Washington DC has been described as the last US colony. Until 1961 its inhabitants could not even vote for the President. Not until 1974 were they able to elect their own mayor. Even today, they have neither senators nor a member of the House of Representatives, even though the district's population is about the size of an average House district - and larger than that of Wyoming, which, like its 49 fellow states, has two senators too.

Car number plates carry the words "Taxation Without Representation". We pay federal taxes levied by Congress. In the last resort our affairs are run by Congress, which can overrule the city council. We send no members to that Congress, however - just a "delegate" who has no right of vote on the House floor.

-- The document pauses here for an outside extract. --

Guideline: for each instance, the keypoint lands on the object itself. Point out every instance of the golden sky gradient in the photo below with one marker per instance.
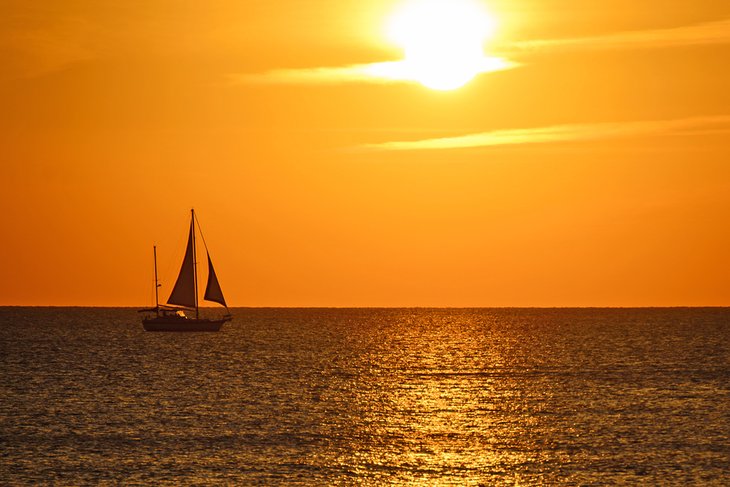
(592, 168)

Taxation, no representation, Boston Tea Party, 1776... sound familiar? How this bizarre state of affairs came about is a long story. Suffice to say that when the founding fathers carved the "Federal District" on the Potomac out of the states of Virginia and Maryland, they saw it solely as a seat of government. But people - notably blacks fleeing slavery - moved in during the 19th century. Alas, home rule for a majority black city was the last thing on the mind of a white and instinctively segregationist Congress.

Now, at last, there is a glimmer of hope. Tom Davis is a moderate Republican from Virginia who chairs the House Government Reform Committee, which oversees DC affairs. He has come up with a plan to give the district its own seat in the House of Representatives, along with an extra seat for Utah.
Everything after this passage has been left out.